Chad FM warns of regional ‘threat’ after E. Guinea coup bid

MALABO: Chad’s Foreign Minister Mahamat Zen Cherif, in a visit to Equatorial Guinea after a bid to overthrow long-time President Teodoro Obiang Nguema, condemned the attempted coup as a “major threat” to central Africa.
“The attempt at destabilization is not just an affair that only concerns Equatorial Guinea, it is also a major threat of destabilization that concerns the entire sub-region of central Africa,” he said in remarks reported by state television TVGE.
On Wednesday, Security Minister Nicolas Obama Nchama said the authorities had thwarted an attempted coup, allegedly mounted on December 24 by foreign mercenaries recruited by political opponents.
Hours after his statement, TGVE reported clashes with “mercenaries” near the border with Cameroon.
Government troops shot dead one “mercenary” and “used gunfire to disperse (others) in the forests along the border,” it said, without specifying how many fighters were involved or how long the clashes lasted.
Formerly a small Spanish colony, Equatorial Guinea has become one of sub-Sahara’s biggest oil producers but a large proportion of its 1.2 million population lives in poverty.
Obiang, 75, is Africa’s longest-serving leader, having seized power in 1979.

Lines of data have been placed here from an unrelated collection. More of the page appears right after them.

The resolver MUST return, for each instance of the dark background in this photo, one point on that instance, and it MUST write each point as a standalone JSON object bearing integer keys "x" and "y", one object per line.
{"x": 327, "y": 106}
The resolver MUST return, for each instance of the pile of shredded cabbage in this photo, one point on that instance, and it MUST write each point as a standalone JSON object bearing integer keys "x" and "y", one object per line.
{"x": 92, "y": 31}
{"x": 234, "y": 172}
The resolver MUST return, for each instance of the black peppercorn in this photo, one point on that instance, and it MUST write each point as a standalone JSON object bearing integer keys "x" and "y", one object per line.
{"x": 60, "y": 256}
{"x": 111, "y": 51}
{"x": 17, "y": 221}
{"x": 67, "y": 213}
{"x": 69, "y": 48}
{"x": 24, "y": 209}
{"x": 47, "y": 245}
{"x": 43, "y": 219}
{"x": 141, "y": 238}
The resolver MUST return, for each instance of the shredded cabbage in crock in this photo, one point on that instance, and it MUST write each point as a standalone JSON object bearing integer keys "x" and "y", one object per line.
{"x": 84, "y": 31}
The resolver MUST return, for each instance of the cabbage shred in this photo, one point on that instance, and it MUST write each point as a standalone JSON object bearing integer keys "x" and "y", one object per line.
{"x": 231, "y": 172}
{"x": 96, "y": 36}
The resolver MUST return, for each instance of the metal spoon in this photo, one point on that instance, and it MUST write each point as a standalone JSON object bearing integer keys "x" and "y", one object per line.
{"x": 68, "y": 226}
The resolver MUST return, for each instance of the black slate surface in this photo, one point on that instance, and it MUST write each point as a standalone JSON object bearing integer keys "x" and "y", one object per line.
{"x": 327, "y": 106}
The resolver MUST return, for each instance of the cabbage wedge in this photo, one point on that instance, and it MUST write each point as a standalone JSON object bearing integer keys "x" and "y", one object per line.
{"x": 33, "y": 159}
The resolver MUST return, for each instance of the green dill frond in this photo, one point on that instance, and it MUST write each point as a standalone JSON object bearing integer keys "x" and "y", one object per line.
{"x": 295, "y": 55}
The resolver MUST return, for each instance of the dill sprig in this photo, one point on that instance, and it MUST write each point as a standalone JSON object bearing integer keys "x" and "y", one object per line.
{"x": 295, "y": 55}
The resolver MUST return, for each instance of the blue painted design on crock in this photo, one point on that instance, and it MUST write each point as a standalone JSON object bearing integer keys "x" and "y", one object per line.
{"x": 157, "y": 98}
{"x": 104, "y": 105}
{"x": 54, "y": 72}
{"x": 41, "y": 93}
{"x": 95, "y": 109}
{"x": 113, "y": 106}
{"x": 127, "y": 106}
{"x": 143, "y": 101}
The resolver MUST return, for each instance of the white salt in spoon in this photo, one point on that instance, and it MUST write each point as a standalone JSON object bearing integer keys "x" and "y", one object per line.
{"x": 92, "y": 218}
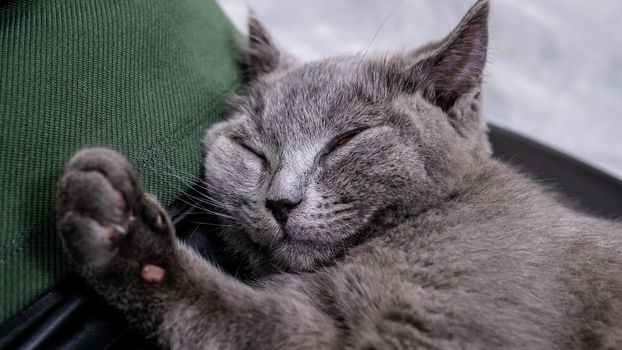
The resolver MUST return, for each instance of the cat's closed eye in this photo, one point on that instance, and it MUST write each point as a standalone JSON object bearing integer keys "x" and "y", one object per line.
{"x": 249, "y": 149}
{"x": 341, "y": 140}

Critics accuse him of brutal repression of opponents, electoral fraud and corruption. He has faced a string of coup attempts in his more-than 38-year tenure.
Cherif, who was cited by state media after he spoke with Obiang on Wednesday, called on “all countries in the sub-region to unite their efforts to deepen inquiries, not just to understand what happened here but also to establish the cause of this attempt at destabilization.”
He said he would go to Cameroon for talks with leaders there.
According to Wednesday’s statement, the mercenaries were Chadian, Sudanese and Centrafricans, as citizens of the Central African Republic are called.
“They infiltrated Kye Ossi, Ebibeyin, Mongomo, Bata and Malabo to attack the head of state, who was in the Koete Mongomo presidential palace for the year-end holiday,” it said.
The “mercenaries... were recruited by Equatorial Guinean militants from certain radical opposition parties with the support of certain powers,” the minister said.
The attempted infiltration had been repelled with the help of the Cameroon security services, according to the authorities.
Sources told AFP that the country’s ambassador to Chad, Enrique Nsue Anguesom, who was on holiday in Equatorial Guinea’s Ebibeyin district, had been arrested and was being held in a military camp.
Cameroon says that on December 27 it arrested 38 heavily armed men on its border with Equatorial Guinea, which consists of mostly dense forest territory on the African mainland and an offshore island where the capital lies.
Cameroonian security sources on Thursday said those arrested included an ex-general in the Chadian army, Mahamat Kodo Bani, who was once a senior officer in the presidential guard.
He is being held in Yaounde, the Cameroonian capital, they said.
In Gabon, which also borders Equatorial Guinea, a senior government official said “security measures” had been taken on the border.
“We are working in coordination with Cameroon and Equatorial Guinea,” the source said.
Facebook, Whatsapp and VPNs in Equatorial Guinea have been blocked. “There is a real lack of transparency on what’s really going on,” a diplomat in the region said.
Obiang took power in a coup on August 3, 1979, ousting his own uncle, Francisco Macias Nguema, who was shot by firing squad.
He was re-elected to a fifth seven-year term in 2016, gaining more than 90 percent of the vote according to the official results.
Legislative elections on November 12 last year saw the ruling party win 92 percent of the vote, a result condemned as fraudulent by dissidents.
The Citizens for Innovation (CI) opposition group on Wednesday strongly denied it had played any part in the attempted coup.